Ещё одно яркое описание нищеты петроградцев принадлежит баронессе Марии Дмитриевне Врангель (1858−1944), её мемуары называются «Моя жизнь в коммунистическом раю». Мать генерала Петра Врангеля жила в Петрограде до последней возможности. Только в октябре 1920 г. она бежала в Финляндию, так что успела пережить все горести, выпавшие на долю жителей. Вещи приходилось продавать, а жить отныне — на «четвертушке» (четверть комнаты). Ноги обмотаны тряпками и обуты в галоши. Нет тепла, горячей воды; горожане спали не раздеваясь, почти не мылись и вшивели. В столовых, как писала Врангель, «тёмная бурда с нечищеной гнилой картофелью, сухая, как камень, вобла или селёдка, иногда табачного вида чечевица или прежуткая пшеничная бурда». За неимением другого «все ели эту тошнотворную отраву». Улицы полны нищих в лохмотьях.

Картину экономической и социальной катастрофы дополнял произвол представителей власти — постоянные обыски и аресты реальных и мнимых врагов Советов, пытки и расстрелы в ЧК. Характерно, что банды грабителей нередко представлялись чекистами и так «обносили» дома. Да и подлинные чекисты не брезговали… Потом ходил анекдот: чекисты на обыске у профессора конфискуют его вещи. Один из них сжалился и оставляет пару ботинок: «Только вы, пожалуйста, никому об этом моём послаблении не рассказывайте». Профессор: «Если и расскажу, всё равно никто не поверит». В страхе перед красным террором представители интеллигенции и офицерства покидали город.
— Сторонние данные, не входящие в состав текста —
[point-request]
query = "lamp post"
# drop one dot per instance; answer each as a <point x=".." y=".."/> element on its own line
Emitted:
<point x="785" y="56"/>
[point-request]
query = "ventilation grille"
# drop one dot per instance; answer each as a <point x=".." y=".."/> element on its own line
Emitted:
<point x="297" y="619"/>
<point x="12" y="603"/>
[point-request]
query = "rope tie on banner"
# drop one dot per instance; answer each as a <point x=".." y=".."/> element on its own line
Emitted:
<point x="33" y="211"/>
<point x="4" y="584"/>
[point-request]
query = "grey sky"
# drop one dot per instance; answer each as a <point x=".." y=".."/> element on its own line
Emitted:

Уже упомянутая Н. Кривошеина заметила в мемуарах, что был момент во время наступления Юденича, когда нужен был только ясный сигнал к восстанию, «выстрел» — «у петроградских жителей оставалось ещё немало оружия, и в душе многие только и ждали этого выстрела». Так что надежды Юденича не были напрасны.

Положение жителей Петрограда не оставляло сомнений — белые найдут в городе массовую поддержку. Тот факт, что эти надежды не реализовались, можно отнести на счёт исторической случайности, ведь пройди белые ещё всего несколько километров вперёд, и мятеж мог бы вымести красных из Петрограда.

В военной истории часто судьбу битвы и всей войны решает какая-то мелочь — несколько сотен метров, например, или настроение и прихоти отдельных офицеров. Множество мелких деталей, решений и проблем, каждую из которых в отдельности можно было преодолеть, в сумме сложились в поражение Юденича. Петроград остался советским. А петроградцы начали очень постепенно возвращаться домой в 1921 г. Дореволюционной численности город достиг только в первой половине 1930-х гг.